There are several little things I wish I were good at, but I’m not. At some point, I need to just decide that I’m fine with not being good at them. They include:

• wrapping gifts
• using chopsticks
• uncorking wine
• finding the edge of transparent packing tape after it slips off the dispenser’s teeth

These are little things. My quality of life does not diminish because I’m not good at them, spare a few passing moments of mild shame (“You don’t know how to use chopsticks?!”).

But what about the big things I’m not good at. Period, not question mark. Like telling my family that I love them. Or refraining from an immediate and intense meltdown over something quite ephemeral. (Some things never change.)

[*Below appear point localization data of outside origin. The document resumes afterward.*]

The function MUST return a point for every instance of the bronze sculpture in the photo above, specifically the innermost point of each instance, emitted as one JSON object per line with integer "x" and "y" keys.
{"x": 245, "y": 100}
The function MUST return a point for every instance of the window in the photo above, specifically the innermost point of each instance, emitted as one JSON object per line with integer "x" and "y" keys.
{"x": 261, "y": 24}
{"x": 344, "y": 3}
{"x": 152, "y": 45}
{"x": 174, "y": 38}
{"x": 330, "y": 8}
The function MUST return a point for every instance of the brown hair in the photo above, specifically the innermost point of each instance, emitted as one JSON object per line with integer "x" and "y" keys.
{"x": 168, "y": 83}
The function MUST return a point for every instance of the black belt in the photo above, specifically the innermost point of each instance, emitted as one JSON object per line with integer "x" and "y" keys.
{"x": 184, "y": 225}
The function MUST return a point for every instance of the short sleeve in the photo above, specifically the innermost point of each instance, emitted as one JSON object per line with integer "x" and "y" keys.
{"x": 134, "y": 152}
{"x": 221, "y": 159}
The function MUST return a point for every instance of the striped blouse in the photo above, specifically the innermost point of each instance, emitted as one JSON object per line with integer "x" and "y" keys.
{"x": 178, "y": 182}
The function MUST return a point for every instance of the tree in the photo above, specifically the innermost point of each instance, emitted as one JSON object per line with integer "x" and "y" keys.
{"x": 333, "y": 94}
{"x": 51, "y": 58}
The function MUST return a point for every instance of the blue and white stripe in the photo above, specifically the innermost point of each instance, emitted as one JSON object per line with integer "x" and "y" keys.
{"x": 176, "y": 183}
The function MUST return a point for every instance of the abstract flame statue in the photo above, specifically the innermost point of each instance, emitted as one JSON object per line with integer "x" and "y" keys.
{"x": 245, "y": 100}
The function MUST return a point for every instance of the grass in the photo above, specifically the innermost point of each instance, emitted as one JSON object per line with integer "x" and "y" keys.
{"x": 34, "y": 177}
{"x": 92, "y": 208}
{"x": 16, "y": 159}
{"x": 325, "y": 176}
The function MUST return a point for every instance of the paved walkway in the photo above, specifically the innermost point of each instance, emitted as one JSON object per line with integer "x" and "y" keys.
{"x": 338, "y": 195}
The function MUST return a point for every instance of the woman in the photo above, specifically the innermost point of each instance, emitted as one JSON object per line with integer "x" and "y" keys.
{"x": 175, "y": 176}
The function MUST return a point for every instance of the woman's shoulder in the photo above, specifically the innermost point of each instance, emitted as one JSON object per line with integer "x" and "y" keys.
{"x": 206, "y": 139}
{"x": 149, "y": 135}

I post happy moments on Instagram because I am happy. It almost feels like summer, even now, the sludge of early March in Chicago-ish-land. I make fancy cocktails at home with bourbon and ice. I toast overpriced champagne in the winter sun of sidewalk cafés.

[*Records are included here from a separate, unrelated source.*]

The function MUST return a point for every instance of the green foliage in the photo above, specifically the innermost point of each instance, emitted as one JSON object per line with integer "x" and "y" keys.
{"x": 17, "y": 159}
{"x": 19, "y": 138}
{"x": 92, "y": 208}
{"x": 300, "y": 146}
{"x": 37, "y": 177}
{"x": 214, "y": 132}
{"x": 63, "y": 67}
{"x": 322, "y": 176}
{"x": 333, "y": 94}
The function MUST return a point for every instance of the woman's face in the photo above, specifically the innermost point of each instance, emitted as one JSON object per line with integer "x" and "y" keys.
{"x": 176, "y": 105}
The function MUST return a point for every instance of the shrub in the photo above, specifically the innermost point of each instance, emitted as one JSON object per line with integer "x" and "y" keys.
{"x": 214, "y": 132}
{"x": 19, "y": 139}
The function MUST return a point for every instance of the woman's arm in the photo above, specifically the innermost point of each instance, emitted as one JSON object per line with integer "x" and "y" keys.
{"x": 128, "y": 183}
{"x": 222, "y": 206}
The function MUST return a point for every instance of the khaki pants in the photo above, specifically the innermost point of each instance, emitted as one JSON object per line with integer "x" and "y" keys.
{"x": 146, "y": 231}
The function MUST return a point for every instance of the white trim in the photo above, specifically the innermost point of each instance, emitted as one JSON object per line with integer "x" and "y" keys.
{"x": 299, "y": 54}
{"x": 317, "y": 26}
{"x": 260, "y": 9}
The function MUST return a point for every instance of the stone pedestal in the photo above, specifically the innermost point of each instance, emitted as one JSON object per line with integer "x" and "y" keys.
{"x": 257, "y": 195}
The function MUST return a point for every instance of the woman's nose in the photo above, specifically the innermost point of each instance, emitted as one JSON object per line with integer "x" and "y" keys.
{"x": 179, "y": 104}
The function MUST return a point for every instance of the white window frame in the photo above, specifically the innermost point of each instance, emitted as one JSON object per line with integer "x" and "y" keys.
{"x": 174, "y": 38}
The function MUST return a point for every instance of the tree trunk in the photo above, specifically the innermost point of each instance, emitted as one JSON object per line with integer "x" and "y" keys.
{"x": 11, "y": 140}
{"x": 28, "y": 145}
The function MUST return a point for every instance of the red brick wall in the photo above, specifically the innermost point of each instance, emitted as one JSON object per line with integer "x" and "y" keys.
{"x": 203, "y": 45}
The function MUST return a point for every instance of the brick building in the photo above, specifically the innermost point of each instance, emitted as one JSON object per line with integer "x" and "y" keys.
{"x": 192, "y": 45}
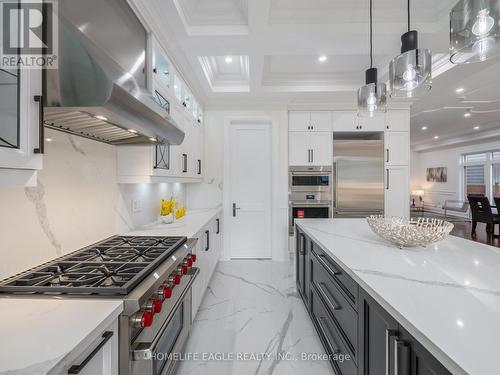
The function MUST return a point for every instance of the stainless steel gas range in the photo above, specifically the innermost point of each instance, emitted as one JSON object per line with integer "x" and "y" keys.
{"x": 152, "y": 275}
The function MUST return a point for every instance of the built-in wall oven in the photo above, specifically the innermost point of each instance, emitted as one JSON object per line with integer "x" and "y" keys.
{"x": 310, "y": 193}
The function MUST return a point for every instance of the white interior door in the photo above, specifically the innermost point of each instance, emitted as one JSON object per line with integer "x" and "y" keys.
{"x": 250, "y": 191}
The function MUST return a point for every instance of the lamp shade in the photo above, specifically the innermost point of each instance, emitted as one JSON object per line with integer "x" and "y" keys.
{"x": 474, "y": 31}
{"x": 372, "y": 96}
{"x": 410, "y": 72}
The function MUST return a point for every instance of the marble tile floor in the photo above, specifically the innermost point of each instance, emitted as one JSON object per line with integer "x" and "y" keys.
{"x": 252, "y": 309}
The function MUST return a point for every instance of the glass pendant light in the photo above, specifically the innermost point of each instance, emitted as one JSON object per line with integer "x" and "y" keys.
{"x": 474, "y": 31}
{"x": 373, "y": 95}
{"x": 411, "y": 71}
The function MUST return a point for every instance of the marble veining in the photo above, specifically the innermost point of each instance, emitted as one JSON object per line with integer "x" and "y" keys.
{"x": 446, "y": 295}
{"x": 251, "y": 308}
{"x": 36, "y": 195}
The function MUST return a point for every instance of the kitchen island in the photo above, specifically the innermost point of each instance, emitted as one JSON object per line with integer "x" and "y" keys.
{"x": 435, "y": 306}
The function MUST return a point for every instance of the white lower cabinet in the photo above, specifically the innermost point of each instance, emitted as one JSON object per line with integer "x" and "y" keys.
{"x": 100, "y": 357}
{"x": 397, "y": 194}
{"x": 208, "y": 252}
{"x": 310, "y": 148}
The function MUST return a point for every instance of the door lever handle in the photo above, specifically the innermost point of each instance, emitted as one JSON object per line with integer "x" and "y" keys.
{"x": 234, "y": 209}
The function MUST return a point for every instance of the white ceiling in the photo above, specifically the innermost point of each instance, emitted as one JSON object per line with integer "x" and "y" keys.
{"x": 275, "y": 46}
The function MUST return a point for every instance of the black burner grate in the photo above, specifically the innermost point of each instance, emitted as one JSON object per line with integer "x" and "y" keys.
{"x": 111, "y": 267}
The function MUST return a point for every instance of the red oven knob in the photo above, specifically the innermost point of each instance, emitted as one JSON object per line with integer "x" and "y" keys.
{"x": 145, "y": 319}
{"x": 167, "y": 291}
{"x": 156, "y": 306}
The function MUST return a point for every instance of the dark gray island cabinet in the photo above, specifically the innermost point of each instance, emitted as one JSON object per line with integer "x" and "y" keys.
{"x": 360, "y": 337}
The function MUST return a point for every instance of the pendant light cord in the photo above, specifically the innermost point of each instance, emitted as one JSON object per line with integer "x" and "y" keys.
{"x": 371, "y": 34}
{"x": 408, "y": 15}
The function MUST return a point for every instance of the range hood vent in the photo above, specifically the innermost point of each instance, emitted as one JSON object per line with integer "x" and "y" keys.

But then sometimes I’ll be driving and I’ll hear a song. You know? You know how that goes? And I’ll cry. Not a big ugly sob, but come on, some tears. Tight and kinetic in my chest. Then I’ll wonder how I might appear to people in cars next to me. Are they watching? Is it a female-specific trait to wonder how you look when you cry, all red-nosed and puffy-eyed. Period, not question mark.

That thought feels vaguely un-feminist. I push it away. Picking apart the crying usually stops the crying, so then I’m just a girl in a car. Feeling self-conscious. Again.